Dafür gilt es zuallererst zu berücksichtigen, dass der Weg zur vollkommenen Wahrheit auch den Menschen als ganzen einbeziehen muss: Es ist ein Weg des Verstandes und der Liebe, der Vernunft und des Glaubens. Wir können in keiner Erkenntnis vorankommen, wenn uns nicht die Liebe bewegt; ebenso wenig können wir etwas lieben, in dem wir keine Vernünftigkeit sehen. Denn „Intelligenz und Liebe stehen nicht einfach nebeneinander: Es gibt die an Intelligenz reiche Liebe und die von Liebe erfüllte Intelligenz" (Caritas in veritate, Nr. 30). Wenn die Wahrheit und das Gute miteinander verbunden sind, gilt das auch für die Erkenntnis und die Liebe. Aus dieser Einheit leitet sich der Zusammenhang von Leben und Denken her, die Vorbildlichkeit, die von jedem guten Erzieher verlangt wird.

Zweitens muss man beachten, dass die Wahrheit selbst immer über unsere Reichweite hinausgeht. Wir können sie suchen und an sie herankommen, wir können sie jedoch nicht ganz besitzen: Vielmehr ist sie es, die uns besitzt und uns motiviert.

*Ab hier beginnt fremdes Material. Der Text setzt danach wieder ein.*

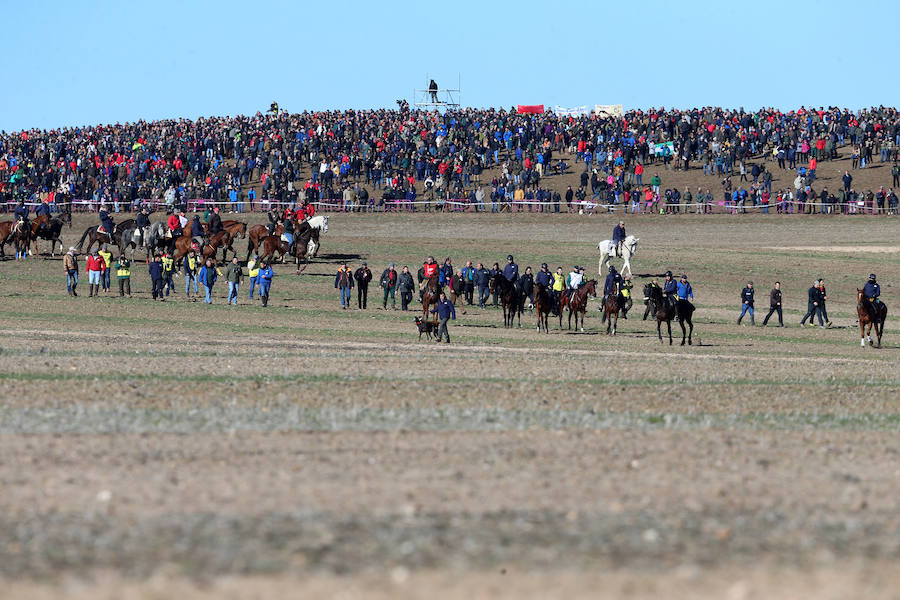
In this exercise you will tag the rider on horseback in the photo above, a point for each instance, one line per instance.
(198, 236)
(545, 278)
(871, 293)
(618, 239)
(670, 289)
(106, 224)
(612, 286)
(21, 214)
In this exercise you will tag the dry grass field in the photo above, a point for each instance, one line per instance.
(175, 449)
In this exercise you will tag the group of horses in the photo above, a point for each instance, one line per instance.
(269, 248)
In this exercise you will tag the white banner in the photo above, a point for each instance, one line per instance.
(576, 111)
(609, 110)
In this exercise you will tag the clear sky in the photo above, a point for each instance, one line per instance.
(77, 63)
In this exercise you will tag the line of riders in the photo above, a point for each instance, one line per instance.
(175, 224)
(561, 287)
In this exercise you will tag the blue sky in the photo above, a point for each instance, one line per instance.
(102, 62)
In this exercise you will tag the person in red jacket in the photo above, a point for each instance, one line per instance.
(95, 268)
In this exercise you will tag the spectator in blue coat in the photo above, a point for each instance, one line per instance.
(445, 312)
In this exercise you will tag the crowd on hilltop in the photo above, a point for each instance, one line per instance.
(418, 156)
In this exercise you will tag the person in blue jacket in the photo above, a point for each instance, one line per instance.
(618, 237)
(445, 273)
(265, 282)
(612, 285)
(747, 303)
(445, 312)
(871, 292)
(670, 289)
(208, 278)
(106, 221)
(685, 291)
(511, 270)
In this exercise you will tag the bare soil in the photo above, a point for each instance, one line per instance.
(174, 449)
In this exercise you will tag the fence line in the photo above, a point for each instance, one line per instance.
(464, 205)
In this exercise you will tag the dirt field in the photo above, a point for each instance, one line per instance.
(182, 450)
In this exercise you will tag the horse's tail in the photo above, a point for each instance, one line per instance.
(83, 236)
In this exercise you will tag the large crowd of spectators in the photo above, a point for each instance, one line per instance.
(489, 159)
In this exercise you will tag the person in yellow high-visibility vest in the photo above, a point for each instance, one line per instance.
(253, 271)
(123, 274)
(191, 264)
(168, 270)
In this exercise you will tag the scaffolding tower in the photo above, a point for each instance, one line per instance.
(437, 99)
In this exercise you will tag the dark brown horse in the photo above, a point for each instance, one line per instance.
(663, 310)
(431, 293)
(611, 307)
(870, 315)
(577, 302)
(42, 227)
(543, 304)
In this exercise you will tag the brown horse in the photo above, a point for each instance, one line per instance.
(256, 234)
(431, 292)
(662, 310)
(577, 302)
(871, 315)
(611, 307)
(50, 231)
(5, 235)
(543, 304)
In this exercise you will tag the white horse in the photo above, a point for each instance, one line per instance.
(608, 250)
(319, 222)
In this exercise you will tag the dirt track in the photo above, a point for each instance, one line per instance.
(305, 450)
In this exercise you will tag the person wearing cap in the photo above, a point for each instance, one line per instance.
(70, 265)
(612, 285)
(445, 311)
(388, 283)
(156, 280)
(812, 307)
(406, 286)
(265, 282)
(362, 276)
(618, 238)
(343, 283)
(670, 289)
(94, 269)
(511, 270)
(168, 264)
(123, 275)
(747, 303)
(233, 275)
(871, 294)
(191, 264)
(106, 255)
(775, 305)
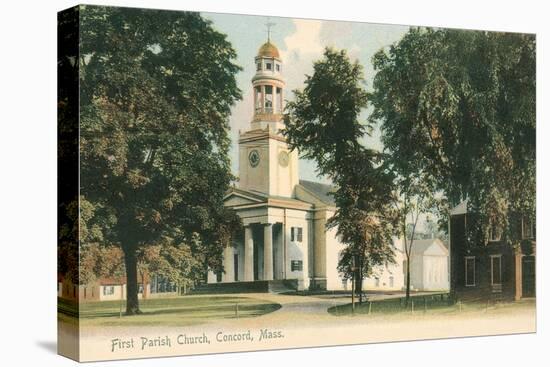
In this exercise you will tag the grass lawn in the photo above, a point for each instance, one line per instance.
(177, 311)
(433, 305)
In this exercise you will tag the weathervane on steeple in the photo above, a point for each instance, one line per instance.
(269, 25)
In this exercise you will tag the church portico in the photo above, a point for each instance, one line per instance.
(284, 239)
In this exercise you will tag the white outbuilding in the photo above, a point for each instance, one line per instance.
(429, 265)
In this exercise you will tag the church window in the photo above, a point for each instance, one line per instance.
(527, 228)
(470, 270)
(269, 98)
(496, 270)
(296, 265)
(296, 234)
(279, 94)
(494, 233)
(258, 98)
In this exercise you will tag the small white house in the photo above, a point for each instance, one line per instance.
(429, 265)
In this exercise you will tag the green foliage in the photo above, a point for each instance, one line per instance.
(459, 107)
(156, 92)
(323, 124)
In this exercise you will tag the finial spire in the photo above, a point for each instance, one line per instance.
(269, 25)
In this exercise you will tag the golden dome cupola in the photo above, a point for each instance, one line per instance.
(268, 85)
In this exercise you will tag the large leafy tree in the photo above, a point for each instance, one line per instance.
(460, 106)
(323, 124)
(156, 93)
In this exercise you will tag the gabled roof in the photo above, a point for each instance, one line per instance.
(320, 191)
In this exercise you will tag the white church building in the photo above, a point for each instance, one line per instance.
(285, 235)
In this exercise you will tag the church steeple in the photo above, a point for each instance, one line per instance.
(268, 86)
(266, 164)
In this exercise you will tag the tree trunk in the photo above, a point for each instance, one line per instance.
(408, 286)
(359, 280)
(130, 260)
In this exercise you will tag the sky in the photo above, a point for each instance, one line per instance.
(300, 43)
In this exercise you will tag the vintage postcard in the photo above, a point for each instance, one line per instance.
(238, 183)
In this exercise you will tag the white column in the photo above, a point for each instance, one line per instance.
(248, 254)
(263, 99)
(268, 251)
(228, 266)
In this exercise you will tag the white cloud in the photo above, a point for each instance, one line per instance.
(305, 40)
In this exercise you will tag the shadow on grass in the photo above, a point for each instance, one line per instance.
(180, 311)
(439, 302)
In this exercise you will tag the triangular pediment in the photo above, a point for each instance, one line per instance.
(237, 197)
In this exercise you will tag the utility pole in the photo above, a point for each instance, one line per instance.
(353, 285)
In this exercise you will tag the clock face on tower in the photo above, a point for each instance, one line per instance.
(283, 158)
(254, 158)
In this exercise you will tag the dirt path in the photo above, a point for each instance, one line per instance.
(303, 321)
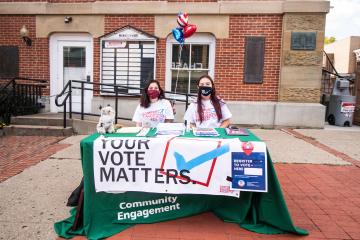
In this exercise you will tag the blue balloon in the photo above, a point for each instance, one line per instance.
(178, 35)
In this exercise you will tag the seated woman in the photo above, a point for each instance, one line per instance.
(209, 111)
(153, 108)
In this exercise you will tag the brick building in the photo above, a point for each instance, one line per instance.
(265, 56)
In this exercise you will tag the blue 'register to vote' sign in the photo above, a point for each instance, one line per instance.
(249, 172)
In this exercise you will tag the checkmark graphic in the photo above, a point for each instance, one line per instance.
(181, 163)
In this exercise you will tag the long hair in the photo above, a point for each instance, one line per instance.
(215, 100)
(144, 99)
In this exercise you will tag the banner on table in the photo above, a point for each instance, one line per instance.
(164, 165)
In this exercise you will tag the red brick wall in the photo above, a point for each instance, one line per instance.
(34, 59)
(229, 60)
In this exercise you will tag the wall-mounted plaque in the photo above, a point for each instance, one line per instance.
(303, 40)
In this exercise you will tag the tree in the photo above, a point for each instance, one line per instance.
(329, 40)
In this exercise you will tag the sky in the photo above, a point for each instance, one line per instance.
(343, 20)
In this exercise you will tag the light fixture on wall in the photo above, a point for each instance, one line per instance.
(24, 33)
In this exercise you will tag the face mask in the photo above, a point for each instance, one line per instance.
(153, 93)
(205, 91)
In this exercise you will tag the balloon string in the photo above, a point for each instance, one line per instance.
(178, 70)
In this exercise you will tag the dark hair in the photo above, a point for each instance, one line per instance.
(144, 99)
(215, 100)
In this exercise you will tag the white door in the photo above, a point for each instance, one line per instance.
(71, 58)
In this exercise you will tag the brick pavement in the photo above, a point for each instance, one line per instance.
(19, 152)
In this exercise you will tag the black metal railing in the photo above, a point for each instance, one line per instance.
(20, 96)
(117, 91)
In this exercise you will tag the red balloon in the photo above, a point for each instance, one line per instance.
(189, 30)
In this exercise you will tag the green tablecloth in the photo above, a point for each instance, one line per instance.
(258, 212)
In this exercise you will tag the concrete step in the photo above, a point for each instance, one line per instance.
(39, 120)
(36, 130)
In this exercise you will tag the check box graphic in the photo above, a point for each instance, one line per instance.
(198, 156)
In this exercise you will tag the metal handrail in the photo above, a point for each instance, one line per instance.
(116, 91)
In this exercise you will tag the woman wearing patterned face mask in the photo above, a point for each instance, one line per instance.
(153, 107)
(209, 111)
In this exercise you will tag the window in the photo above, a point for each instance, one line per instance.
(254, 59)
(196, 59)
(127, 59)
(74, 56)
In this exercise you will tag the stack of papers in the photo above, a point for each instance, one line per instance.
(205, 132)
(170, 129)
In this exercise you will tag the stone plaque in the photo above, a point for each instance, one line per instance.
(303, 40)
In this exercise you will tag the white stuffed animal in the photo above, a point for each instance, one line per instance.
(106, 121)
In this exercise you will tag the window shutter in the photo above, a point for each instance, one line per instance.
(254, 59)
(9, 61)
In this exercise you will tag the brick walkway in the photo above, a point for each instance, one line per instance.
(325, 200)
(19, 152)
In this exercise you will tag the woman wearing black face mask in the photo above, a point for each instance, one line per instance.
(209, 111)
(153, 107)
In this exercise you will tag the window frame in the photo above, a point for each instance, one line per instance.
(142, 37)
(247, 51)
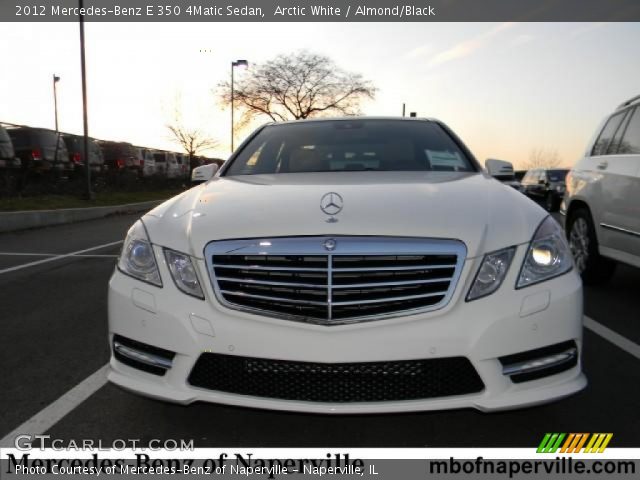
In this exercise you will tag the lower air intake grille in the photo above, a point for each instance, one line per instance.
(336, 382)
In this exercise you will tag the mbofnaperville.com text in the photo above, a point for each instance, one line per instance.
(238, 464)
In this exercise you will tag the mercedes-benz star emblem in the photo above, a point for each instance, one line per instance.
(331, 203)
(329, 244)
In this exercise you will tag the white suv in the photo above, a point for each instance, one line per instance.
(602, 201)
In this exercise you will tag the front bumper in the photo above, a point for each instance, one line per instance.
(503, 324)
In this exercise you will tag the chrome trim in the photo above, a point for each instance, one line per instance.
(383, 269)
(521, 367)
(385, 284)
(259, 267)
(142, 357)
(620, 229)
(269, 297)
(266, 282)
(346, 246)
(392, 299)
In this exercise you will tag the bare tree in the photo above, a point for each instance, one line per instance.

In der intellektuellen und Lehrtätigkeit ist daher die Demut eine unerlässliche Tugend, die vor der Eitelkeit schützt, welche den Zugang zur Wahrheit versperrt. Wir dürfen die Studenten nicht für uns selbst einnehmen, sondern müssen sie auf den Weg zu dieser Wahrheit bringen, die wir alle suchen. Dabei wird Ihnen der Herr helfen, der Ihnen aufträgt, schlicht und wirksam zu sein wie das Salz oder wie die Lampe, die Licht gibt, ohne Lärm zu machen (vgl. Mt 5,13ff).

Das alles lädt uns dazu ein, den Blick immer auf Christus zu richten, auf dessen Antlitz die Wahrheit erstrahlt, die uns erleuchtet; der aber auch der Weg ist, der zur bleibenden Fülle führt, da er unser Weggefährte ist und uns mit seiner Liebe stärkt. Wenn Sie in ihm verwurzelt sind, werden Sie gute Lehrmeister Ihrer jungen Leute sein. Mit dieser Hoffnung stelle ich Sie unter den Schutz der Jungfrau Maria, Sitz der Weisheit, damit sie Sie zu Mitarbeitern ihres Sohnes mache durch ein Leben, das für Sie selber sinnerfüllt und für Ihre Studenten reich an Früchten der Erkenntnis und des Glaubens sein möge. Vielen Dank.